Joseph Mann, who his family have said had a history of mental illness, looks to have dodged out of the way of a police car twice before he was shot dead.
Video from a dashboard camera on a police car recorded one officer appearing to say: "F*** this guy, I'm going to hit him."
His partner seemingly replies: "OK, go for it. Go for it."
Mr Mann is shown in the video backing away from police the first time the car speeds towards him. One of the officers then appears to say: "We'll get him, we'll get him."
The second time the footage shows they almost hit him, he jumps over a central reservation.
Officers then pursued Mr Mann on foot before shooting at him 18 times. Fourteen of the bullets hit him. He died in the street. The shooting itself not captured by the dashboard camera.
The two officers arrived at the scene on 11 July - although they were not the first to respond. Police had received reports of a man standing in the street with a knife.

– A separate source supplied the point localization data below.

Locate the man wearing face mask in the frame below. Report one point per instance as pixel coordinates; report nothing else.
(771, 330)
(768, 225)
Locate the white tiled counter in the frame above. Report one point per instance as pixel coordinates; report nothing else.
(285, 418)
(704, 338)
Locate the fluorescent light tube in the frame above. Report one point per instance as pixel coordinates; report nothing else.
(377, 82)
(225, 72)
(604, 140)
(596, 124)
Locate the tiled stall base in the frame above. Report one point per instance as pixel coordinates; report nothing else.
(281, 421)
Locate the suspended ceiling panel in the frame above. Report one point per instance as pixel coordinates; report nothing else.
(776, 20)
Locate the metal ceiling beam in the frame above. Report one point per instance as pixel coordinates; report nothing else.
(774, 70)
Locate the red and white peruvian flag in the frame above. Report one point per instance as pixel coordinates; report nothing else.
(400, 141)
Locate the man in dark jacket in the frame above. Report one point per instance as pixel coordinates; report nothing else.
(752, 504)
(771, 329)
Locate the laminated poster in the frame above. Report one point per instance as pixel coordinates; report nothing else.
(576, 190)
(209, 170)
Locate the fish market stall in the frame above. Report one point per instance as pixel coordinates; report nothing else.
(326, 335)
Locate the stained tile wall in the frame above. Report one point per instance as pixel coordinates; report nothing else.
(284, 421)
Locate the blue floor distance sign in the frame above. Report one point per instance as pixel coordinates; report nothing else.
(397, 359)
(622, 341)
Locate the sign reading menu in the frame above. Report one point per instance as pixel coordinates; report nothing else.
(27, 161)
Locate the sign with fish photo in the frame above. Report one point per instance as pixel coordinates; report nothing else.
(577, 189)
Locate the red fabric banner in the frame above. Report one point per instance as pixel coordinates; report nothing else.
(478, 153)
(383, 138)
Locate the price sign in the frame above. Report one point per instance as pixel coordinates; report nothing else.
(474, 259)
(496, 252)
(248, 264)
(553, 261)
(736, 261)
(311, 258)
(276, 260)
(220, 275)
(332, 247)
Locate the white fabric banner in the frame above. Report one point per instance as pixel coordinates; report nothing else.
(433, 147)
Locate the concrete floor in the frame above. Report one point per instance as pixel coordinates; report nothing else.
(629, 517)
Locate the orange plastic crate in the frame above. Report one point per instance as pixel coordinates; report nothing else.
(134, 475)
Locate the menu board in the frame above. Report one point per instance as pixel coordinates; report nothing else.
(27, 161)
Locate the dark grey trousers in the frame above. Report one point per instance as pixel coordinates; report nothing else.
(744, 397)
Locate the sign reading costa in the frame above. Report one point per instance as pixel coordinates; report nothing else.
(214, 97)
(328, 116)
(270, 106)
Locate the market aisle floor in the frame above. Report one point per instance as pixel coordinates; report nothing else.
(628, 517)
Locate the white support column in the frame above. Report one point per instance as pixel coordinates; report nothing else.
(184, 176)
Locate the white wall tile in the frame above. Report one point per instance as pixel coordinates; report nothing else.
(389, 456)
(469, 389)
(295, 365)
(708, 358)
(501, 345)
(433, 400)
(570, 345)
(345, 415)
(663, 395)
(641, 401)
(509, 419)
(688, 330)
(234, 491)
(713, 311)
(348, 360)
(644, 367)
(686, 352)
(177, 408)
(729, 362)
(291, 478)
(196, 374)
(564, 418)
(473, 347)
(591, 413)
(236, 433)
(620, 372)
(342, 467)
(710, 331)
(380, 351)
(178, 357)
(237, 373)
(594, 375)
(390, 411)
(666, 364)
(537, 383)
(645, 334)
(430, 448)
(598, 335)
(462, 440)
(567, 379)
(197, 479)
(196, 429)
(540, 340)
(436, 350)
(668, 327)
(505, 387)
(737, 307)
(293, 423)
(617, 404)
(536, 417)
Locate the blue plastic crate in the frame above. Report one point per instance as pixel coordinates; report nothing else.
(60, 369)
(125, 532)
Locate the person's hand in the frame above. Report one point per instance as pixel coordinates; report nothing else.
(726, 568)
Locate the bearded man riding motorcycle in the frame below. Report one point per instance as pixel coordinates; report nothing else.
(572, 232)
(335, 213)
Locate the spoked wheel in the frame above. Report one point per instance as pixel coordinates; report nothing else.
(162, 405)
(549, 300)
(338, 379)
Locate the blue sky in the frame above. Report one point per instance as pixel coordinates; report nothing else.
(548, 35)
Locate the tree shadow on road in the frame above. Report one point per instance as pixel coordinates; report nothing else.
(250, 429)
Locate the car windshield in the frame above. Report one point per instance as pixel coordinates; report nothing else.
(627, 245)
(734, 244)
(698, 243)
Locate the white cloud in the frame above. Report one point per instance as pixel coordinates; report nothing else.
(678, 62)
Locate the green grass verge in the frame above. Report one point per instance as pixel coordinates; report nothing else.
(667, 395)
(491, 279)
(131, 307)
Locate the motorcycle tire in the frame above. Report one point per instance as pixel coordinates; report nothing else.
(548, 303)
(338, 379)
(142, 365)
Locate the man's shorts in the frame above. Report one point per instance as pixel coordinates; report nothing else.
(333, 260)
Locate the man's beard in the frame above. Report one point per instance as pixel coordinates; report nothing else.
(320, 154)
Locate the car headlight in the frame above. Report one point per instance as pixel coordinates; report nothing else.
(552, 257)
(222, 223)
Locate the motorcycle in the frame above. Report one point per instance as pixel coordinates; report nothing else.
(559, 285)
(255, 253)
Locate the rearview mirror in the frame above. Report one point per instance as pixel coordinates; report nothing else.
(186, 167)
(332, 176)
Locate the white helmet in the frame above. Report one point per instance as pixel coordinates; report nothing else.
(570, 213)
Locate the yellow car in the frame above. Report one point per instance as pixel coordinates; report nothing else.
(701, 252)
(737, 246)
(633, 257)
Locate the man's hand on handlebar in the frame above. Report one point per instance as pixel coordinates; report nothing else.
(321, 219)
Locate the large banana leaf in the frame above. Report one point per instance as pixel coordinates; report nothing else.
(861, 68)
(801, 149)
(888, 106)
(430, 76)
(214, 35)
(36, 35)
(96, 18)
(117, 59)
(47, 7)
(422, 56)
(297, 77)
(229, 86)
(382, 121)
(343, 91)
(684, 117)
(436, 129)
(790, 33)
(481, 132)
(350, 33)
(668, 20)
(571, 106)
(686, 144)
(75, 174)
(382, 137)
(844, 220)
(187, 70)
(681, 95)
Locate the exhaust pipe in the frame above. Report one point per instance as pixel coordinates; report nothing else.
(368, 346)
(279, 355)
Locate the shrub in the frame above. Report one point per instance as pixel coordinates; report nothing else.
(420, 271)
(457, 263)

The lawyer for the Mann family, John Burris, amended a complaint against the city of Sacramento on Friday and requested a civil rights investigation into the killing of Mr Mann.

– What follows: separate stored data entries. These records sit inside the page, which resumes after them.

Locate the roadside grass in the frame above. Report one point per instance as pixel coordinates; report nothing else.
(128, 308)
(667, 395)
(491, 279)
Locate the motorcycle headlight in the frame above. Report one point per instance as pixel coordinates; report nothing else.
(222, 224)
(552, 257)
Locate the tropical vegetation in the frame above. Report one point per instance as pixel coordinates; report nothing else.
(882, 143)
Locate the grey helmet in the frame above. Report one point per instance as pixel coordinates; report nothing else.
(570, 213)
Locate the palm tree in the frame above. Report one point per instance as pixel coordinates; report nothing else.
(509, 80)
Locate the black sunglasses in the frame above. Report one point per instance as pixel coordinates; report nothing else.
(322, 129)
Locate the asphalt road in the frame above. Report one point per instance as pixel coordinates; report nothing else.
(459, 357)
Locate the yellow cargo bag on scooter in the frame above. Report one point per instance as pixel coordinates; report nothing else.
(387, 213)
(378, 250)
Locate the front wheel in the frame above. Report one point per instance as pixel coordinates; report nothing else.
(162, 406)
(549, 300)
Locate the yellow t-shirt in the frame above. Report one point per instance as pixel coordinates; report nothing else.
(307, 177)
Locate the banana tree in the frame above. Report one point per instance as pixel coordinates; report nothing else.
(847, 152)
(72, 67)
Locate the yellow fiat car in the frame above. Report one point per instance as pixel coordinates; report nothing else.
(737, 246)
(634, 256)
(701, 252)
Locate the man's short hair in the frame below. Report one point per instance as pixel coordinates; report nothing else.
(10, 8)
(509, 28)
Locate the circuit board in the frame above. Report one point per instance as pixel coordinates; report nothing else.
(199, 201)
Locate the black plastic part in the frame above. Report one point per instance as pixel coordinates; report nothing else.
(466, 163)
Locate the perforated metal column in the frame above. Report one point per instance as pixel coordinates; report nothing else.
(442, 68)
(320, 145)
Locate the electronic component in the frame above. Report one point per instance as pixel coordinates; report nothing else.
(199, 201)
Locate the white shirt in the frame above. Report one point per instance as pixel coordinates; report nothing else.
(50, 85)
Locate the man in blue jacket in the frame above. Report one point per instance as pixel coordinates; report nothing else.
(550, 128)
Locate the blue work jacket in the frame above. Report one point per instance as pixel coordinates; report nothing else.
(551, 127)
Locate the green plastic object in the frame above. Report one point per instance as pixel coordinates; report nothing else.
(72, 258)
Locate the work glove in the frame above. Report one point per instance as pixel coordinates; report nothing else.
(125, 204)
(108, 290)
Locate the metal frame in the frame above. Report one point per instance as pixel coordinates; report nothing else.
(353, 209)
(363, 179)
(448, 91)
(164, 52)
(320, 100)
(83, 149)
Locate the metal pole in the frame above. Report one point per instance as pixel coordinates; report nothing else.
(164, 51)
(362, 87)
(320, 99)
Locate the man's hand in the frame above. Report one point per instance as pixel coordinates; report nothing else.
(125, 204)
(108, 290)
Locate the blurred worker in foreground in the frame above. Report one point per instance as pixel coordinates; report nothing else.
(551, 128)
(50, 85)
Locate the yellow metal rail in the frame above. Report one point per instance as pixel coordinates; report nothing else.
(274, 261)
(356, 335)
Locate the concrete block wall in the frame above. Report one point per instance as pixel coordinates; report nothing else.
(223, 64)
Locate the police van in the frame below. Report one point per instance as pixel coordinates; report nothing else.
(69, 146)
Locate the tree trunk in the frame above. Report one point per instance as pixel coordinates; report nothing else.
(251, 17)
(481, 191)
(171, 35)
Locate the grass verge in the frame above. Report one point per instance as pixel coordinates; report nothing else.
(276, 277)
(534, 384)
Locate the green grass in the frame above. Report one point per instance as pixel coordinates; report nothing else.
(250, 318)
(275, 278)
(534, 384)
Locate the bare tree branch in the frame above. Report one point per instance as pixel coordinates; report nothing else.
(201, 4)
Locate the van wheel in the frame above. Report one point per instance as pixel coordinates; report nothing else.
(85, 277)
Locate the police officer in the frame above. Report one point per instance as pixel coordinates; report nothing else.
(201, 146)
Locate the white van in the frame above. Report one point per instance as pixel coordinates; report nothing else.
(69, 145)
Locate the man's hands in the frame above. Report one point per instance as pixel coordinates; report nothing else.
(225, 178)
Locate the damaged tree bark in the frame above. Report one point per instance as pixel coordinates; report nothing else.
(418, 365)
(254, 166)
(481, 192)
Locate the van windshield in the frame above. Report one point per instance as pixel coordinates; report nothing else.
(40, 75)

Mr Burris told The Guardian: "It's disgusting. It rases the question that this might have been a deliberate, premeditated murder, that they intended to do what they did."
The video was first published with sound by the Sacramento Bee. Police told the paper the two officers had been placed on “modified duty”, pending investigation.
On Monday afternoon, Sacramento police released a statement that said: “If deemed necessary, the department welcomes a review of the case by any state or federal law enforcement authority."
Sacramento police had released soundless dashboard video two weeks ago, more than two months after the shooting.
The incident follows the shooting of Albert Olango, a black man killed by police in El Cajon, California, whose death prompted mass protests.